Angela looks round and then gives a nod of approval. “This is more than adequate. Thank you.”
“It’s not a problem.” That’s a lie, but neither of them have got into an argument yet and he wants to keep it that way, if possible. Besides, it seems somehow like the right thing to say.
She turns to him. “I won’t be here long.” It’s an assurance, her eyes and her tone of voice perfectly sincere. “Once this is over, you’ll have the room back.” There are many things carried in those sentences, things she isn’t saying. We won’t bother each other any more. I’ll be out of here as soon as possible. Remembering the kind of things she was saying in the pub, those things don’t surprise him.
He shifts awkwardly, not wanting to hover but uncertain whether he should go quite yet. “Do you need any help? Is there anything else I should do?”
She walks to the bed, placing the suitcase upon the covers and opening it. “I’m fine.”
“Right. Well. If there’s a problem or you need me at all, just call me.”
“That will be unlikely.”
“Believe me, I’m well aware. However, if the need does arise, I would like to be alerted before, you know, the apocalypse descends or I’m murdered in my sleep.” The curious young boy he’s done his best to bury – the one that would be awestruck, enthralled, because there are angels, angels are real, and he must know everything, all of it, right now – makes him ask, “Do you even sleep? Do you need to?”
She’s still looking through the suitcase, and she doesn’t turn at his question. However, she does answer it. “It’s not essential, but it is recommended when we’re in a human body. We don’t get tired in the same way that humans do, but there are symptoms of sleep deprivation for us as well.”
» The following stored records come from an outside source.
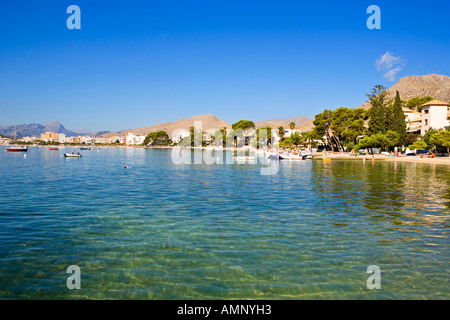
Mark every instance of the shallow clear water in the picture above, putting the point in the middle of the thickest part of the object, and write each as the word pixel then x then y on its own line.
pixel 164 231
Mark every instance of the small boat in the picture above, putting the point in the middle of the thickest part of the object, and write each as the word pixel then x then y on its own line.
pixel 274 157
pixel 244 158
pixel 72 155
pixel 290 157
pixel 17 149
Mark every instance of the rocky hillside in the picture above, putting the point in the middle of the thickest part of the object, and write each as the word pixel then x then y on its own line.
pixel 35 129
pixel 433 85
pixel 301 123
pixel 209 121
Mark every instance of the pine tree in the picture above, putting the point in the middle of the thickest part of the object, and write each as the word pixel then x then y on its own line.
pixel 377 97
pixel 377 122
pixel 397 119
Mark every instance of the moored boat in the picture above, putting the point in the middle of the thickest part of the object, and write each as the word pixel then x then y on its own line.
pixel 72 155
pixel 17 149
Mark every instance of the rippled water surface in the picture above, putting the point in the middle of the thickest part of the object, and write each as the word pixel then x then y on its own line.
pixel 163 231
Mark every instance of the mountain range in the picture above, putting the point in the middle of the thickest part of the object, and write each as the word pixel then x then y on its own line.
pixel 433 85
pixel 35 129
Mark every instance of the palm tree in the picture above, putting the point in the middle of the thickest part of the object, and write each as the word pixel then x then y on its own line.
pixel 292 125
pixel 281 132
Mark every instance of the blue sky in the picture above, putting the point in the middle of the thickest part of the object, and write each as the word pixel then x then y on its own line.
pixel 138 63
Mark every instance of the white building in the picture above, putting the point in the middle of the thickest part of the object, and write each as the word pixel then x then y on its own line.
pixel 435 114
pixel 61 138
pixel 133 140
pixel 288 132
pixel 179 134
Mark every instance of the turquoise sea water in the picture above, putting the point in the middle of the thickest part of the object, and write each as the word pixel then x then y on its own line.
pixel 163 231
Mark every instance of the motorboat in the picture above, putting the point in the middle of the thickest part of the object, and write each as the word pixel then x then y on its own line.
pixel 17 149
pixel 72 155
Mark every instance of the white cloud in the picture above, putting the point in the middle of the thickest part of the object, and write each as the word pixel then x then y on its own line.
pixel 390 63
pixel 390 74
pixel 387 61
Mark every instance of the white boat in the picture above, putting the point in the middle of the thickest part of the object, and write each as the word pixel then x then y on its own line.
pixel 17 149
pixel 244 158
pixel 72 155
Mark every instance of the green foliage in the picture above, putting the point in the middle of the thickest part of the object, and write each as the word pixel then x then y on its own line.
pixel 281 132
pixel 415 103
pixel 263 134
pixel 396 121
pixel 292 125
pixel 378 92
pixel 411 138
pixel 340 126
pixel 157 138
pixel 380 140
pixel 419 145
pixel 286 143
pixel 427 137
pixel 243 124
pixel 296 138
pixel 377 113
pixel 441 139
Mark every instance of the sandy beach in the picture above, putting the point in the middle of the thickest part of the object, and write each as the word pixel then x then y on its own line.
pixel 416 159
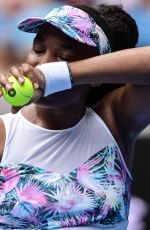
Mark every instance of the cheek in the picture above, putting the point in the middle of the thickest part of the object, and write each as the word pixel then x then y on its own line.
pixel 32 60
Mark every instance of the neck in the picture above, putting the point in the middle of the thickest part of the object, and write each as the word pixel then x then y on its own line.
pixel 55 119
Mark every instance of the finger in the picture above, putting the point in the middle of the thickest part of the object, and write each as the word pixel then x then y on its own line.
pixel 29 72
pixel 5 83
pixel 17 73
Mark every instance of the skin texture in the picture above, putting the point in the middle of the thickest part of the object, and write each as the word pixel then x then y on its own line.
pixel 124 111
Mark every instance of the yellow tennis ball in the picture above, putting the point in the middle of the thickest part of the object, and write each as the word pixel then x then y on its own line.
pixel 20 94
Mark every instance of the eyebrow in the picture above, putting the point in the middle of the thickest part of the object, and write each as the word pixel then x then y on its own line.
pixel 67 46
pixel 38 38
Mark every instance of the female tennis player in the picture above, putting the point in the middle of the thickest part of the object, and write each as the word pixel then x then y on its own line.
pixel 66 158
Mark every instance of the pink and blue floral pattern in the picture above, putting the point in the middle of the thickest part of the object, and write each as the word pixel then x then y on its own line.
pixel 96 192
pixel 74 22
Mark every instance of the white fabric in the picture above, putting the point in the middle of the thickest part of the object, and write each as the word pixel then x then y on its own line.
pixel 57 77
pixel 57 150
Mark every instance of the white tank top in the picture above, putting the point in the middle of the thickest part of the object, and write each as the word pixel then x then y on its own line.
pixel 59 151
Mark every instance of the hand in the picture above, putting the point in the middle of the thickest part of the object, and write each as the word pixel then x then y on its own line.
pixel 35 75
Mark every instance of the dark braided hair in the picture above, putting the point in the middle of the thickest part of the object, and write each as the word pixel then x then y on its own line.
pixel 122 33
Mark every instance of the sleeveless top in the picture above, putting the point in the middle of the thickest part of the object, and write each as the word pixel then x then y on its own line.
pixel 56 179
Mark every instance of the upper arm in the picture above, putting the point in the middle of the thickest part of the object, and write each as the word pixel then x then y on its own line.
pixel 2 138
pixel 131 105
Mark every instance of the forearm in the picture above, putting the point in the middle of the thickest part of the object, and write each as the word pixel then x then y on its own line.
pixel 130 66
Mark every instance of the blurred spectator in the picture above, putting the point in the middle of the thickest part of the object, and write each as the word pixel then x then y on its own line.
pixel 138 213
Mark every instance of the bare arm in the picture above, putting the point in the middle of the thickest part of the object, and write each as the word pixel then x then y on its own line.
pixel 130 66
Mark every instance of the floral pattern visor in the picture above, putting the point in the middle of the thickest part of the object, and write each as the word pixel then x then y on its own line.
pixel 75 23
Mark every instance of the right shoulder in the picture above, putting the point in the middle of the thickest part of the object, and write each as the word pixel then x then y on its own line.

He nods and then feels like a fool. She can’t even see him. “I see.” He doesn’t, not really – she never seems to make an effort to clarify anything, and while it used to be intriguing, it’s now just frustrating. If he’s intrigued, he’s intrigued by the chance to discover more later. Now he knows that those answers will never come, intrigue has no room to grow, quashed instead by annoyance. Into the quiet of the room, he asks, “What you said, about, about seeing my soul?”
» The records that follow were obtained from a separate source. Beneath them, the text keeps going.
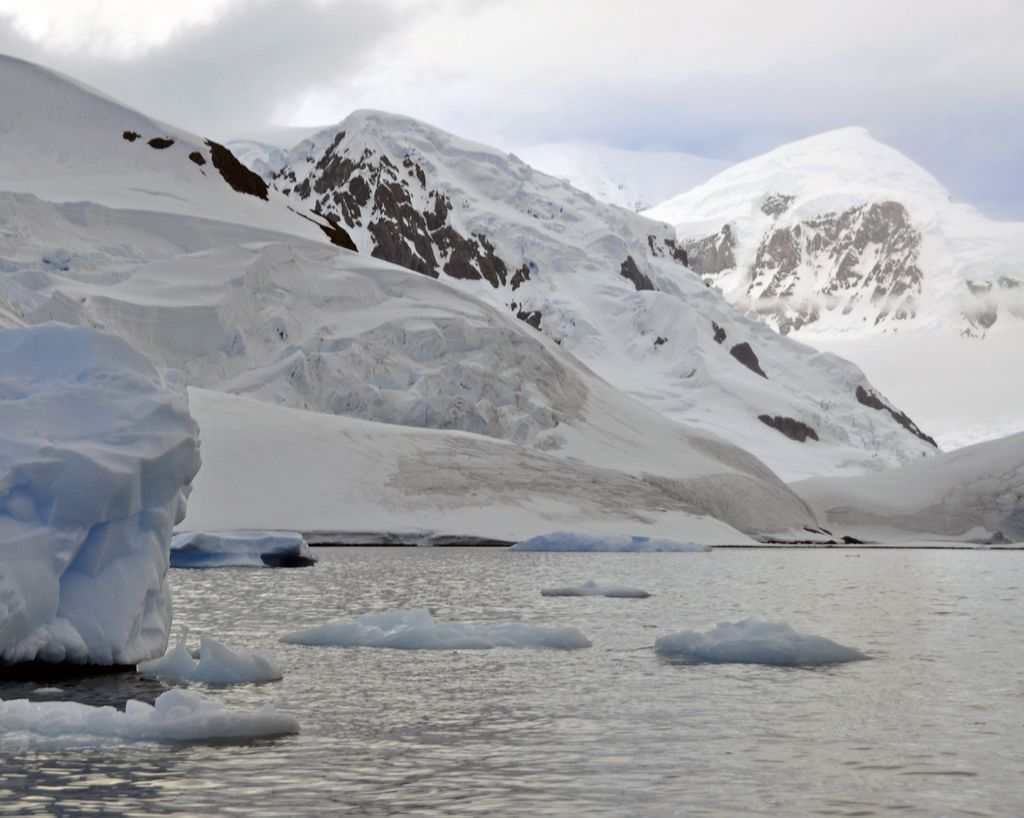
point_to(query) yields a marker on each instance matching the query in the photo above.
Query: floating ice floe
(175, 716)
(217, 664)
(217, 550)
(97, 451)
(573, 541)
(592, 589)
(753, 642)
(416, 630)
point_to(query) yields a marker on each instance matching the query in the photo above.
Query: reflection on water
(930, 725)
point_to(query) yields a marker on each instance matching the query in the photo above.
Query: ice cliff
(97, 454)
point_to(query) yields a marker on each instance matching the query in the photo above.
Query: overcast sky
(942, 81)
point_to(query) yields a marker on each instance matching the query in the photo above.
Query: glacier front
(97, 454)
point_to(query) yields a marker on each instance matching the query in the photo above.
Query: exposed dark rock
(743, 352)
(776, 204)
(288, 560)
(839, 244)
(794, 429)
(678, 253)
(873, 400)
(630, 270)
(532, 317)
(235, 173)
(520, 275)
(712, 254)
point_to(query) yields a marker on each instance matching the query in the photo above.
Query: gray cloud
(939, 80)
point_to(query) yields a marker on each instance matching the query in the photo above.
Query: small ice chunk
(416, 630)
(240, 549)
(175, 716)
(753, 642)
(592, 589)
(573, 541)
(217, 664)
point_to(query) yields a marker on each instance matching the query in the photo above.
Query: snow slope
(608, 286)
(632, 179)
(973, 493)
(345, 480)
(96, 455)
(846, 244)
(246, 308)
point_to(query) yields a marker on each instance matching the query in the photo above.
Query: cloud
(227, 76)
(940, 80)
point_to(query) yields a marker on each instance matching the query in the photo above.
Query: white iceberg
(97, 451)
(217, 664)
(175, 716)
(416, 630)
(753, 642)
(574, 541)
(592, 589)
(259, 549)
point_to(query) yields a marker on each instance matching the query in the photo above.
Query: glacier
(97, 454)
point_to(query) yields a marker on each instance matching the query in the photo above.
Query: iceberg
(217, 664)
(259, 549)
(592, 589)
(753, 642)
(175, 716)
(417, 630)
(97, 454)
(574, 541)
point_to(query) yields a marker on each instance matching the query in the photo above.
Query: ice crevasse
(97, 454)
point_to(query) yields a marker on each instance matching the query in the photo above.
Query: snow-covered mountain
(845, 243)
(609, 286)
(244, 293)
(974, 493)
(632, 179)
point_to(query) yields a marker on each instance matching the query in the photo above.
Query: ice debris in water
(573, 541)
(753, 642)
(592, 589)
(217, 664)
(416, 630)
(237, 549)
(175, 716)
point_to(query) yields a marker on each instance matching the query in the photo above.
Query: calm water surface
(933, 724)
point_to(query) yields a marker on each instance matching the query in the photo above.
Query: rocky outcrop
(713, 254)
(869, 397)
(630, 271)
(794, 429)
(743, 352)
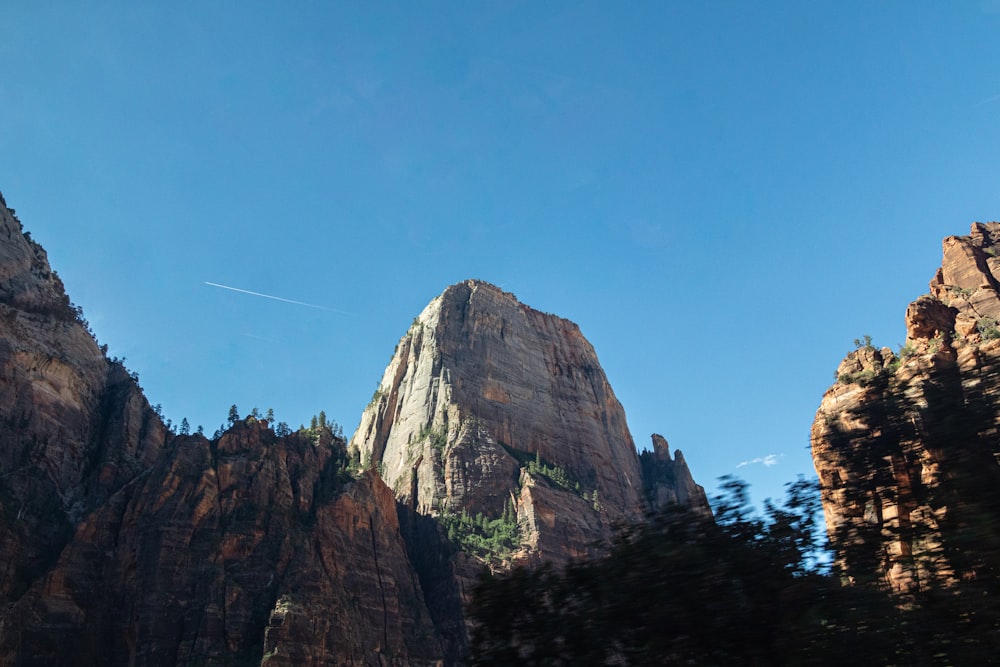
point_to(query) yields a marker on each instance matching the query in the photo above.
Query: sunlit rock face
(74, 427)
(122, 543)
(244, 551)
(481, 386)
(906, 444)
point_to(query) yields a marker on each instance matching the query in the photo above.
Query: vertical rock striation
(481, 387)
(74, 427)
(122, 543)
(906, 445)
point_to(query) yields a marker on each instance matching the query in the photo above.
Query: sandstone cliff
(906, 444)
(249, 550)
(491, 407)
(123, 543)
(74, 427)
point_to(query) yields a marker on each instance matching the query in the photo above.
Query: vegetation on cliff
(742, 590)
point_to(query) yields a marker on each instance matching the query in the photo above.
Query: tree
(684, 589)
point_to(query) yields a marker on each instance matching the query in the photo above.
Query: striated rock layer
(122, 543)
(244, 551)
(906, 445)
(481, 387)
(74, 427)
“That was true. We can see every human soul.”
He grits his teeth. “And the comment about my spine?” It comes out harsher than he intended it to.
She keeps on sorting through the case, and he has an absurd moment of wondering whether angels need to brush their teeth. She doesn’t speak, and after several seconds have passed, she still hasn’t. “Good night, Adrian,” she says eventually. It’s a very firm ending of the discussion.
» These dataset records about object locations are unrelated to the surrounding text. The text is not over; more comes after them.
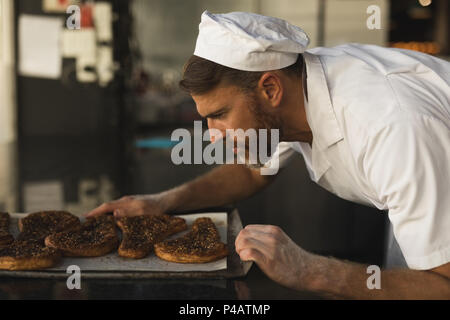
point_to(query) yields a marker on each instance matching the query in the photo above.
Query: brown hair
(201, 76)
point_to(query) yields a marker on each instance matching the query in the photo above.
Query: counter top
(254, 286)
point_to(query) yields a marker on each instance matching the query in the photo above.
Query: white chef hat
(249, 41)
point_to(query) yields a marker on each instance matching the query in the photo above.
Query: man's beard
(263, 121)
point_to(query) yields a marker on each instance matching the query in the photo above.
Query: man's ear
(270, 88)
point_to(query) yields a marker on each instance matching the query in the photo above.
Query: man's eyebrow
(216, 113)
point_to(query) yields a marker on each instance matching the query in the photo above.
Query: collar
(320, 114)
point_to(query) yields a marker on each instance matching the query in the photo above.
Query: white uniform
(380, 120)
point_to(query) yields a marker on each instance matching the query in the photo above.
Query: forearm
(342, 279)
(221, 186)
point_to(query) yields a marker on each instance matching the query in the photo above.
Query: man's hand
(130, 206)
(275, 253)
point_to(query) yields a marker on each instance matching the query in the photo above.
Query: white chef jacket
(380, 120)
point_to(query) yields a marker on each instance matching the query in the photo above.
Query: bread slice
(28, 255)
(140, 233)
(37, 226)
(93, 238)
(5, 237)
(200, 245)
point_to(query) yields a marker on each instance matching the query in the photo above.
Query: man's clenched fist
(275, 253)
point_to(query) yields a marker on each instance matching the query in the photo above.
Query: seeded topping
(144, 231)
(202, 239)
(27, 249)
(94, 231)
(37, 226)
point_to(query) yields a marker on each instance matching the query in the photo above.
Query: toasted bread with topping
(93, 238)
(140, 233)
(200, 245)
(37, 226)
(28, 255)
(5, 237)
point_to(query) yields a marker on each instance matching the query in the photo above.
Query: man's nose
(215, 134)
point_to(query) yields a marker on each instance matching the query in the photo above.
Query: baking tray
(234, 266)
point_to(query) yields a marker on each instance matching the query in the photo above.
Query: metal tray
(235, 267)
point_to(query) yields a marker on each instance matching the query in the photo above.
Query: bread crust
(39, 225)
(140, 233)
(200, 245)
(95, 237)
(28, 255)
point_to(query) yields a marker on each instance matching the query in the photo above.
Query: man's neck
(295, 122)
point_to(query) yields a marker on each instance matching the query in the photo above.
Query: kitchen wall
(8, 134)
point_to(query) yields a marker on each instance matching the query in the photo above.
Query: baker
(372, 124)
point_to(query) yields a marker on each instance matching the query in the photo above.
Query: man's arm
(221, 186)
(288, 264)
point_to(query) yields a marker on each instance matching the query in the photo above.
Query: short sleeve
(408, 166)
(283, 154)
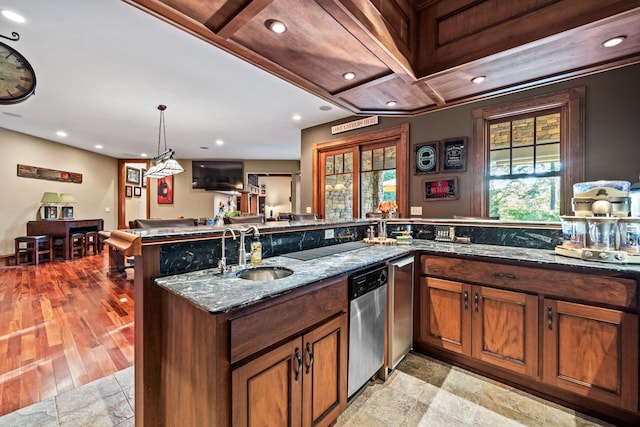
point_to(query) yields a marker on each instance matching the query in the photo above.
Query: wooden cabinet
(592, 351)
(573, 335)
(299, 383)
(496, 326)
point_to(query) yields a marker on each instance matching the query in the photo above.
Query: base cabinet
(300, 383)
(573, 336)
(496, 326)
(592, 351)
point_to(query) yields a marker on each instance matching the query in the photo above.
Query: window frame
(571, 105)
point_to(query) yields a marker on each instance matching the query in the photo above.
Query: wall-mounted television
(217, 175)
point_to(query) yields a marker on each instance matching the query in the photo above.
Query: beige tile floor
(421, 392)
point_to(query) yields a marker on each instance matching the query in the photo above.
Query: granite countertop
(218, 293)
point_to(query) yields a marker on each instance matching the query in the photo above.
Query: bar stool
(76, 244)
(91, 241)
(34, 245)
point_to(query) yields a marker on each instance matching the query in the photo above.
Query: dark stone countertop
(218, 293)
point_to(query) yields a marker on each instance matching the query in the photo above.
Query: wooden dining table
(63, 228)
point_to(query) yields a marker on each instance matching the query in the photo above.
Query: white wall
(21, 196)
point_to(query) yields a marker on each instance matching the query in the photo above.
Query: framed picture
(165, 190)
(426, 158)
(440, 189)
(454, 154)
(133, 175)
(144, 178)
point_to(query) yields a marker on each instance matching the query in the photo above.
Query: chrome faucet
(222, 263)
(242, 255)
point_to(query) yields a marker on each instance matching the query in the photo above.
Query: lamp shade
(49, 198)
(67, 199)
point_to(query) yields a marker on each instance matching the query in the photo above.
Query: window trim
(571, 105)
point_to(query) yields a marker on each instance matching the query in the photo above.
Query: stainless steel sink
(265, 273)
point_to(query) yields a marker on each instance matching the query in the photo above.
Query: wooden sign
(49, 174)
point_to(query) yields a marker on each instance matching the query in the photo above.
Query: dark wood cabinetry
(572, 335)
(299, 383)
(496, 326)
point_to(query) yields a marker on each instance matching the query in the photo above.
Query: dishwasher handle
(402, 262)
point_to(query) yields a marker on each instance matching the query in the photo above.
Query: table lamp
(49, 208)
(66, 211)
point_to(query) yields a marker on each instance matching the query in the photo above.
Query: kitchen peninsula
(234, 328)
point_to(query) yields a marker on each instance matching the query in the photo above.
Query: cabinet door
(325, 373)
(445, 317)
(268, 390)
(592, 351)
(505, 329)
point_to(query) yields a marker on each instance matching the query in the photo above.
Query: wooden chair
(33, 247)
(91, 241)
(77, 245)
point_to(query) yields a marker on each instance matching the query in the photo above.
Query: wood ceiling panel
(315, 46)
(569, 53)
(374, 96)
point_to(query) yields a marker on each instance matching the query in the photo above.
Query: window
(353, 175)
(527, 156)
(524, 170)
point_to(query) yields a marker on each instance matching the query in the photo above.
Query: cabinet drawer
(257, 328)
(602, 289)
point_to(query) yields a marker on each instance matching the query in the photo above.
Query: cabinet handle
(505, 275)
(310, 353)
(299, 360)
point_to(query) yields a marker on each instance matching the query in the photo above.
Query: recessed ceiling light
(276, 26)
(614, 41)
(13, 16)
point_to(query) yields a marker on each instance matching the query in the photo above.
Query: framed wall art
(133, 175)
(440, 189)
(165, 190)
(454, 154)
(426, 157)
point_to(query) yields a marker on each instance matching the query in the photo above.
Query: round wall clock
(17, 78)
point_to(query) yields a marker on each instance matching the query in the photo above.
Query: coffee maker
(601, 228)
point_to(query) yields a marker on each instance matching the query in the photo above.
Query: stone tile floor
(421, 392)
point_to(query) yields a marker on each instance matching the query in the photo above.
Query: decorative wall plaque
(48, 174)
He stands by the door, every muscle in his body tense and poised for a confrontation, and honestly considers starting a fight – but truthfully, he’s tired. His eyelids are growing heavy, and playing these kinds of word games is utterly exhausting. Besides, if he goes to sleep, he won’t have to deal with her for any longer – or he can at least postpone it until the morning, when he’s had some sleep and got some caffeine in him. “Good night, Angela.”
He heads to the door. The moment before he shuts it behind him, he feels a prickling at the back of his neck, and knows that her eyes are on him, watching him steadily. Then it’s shut, and the feeling’s gone. He shakes his head, stifling a yawn and heading to his room. He’s relieved at the thought of this day being over.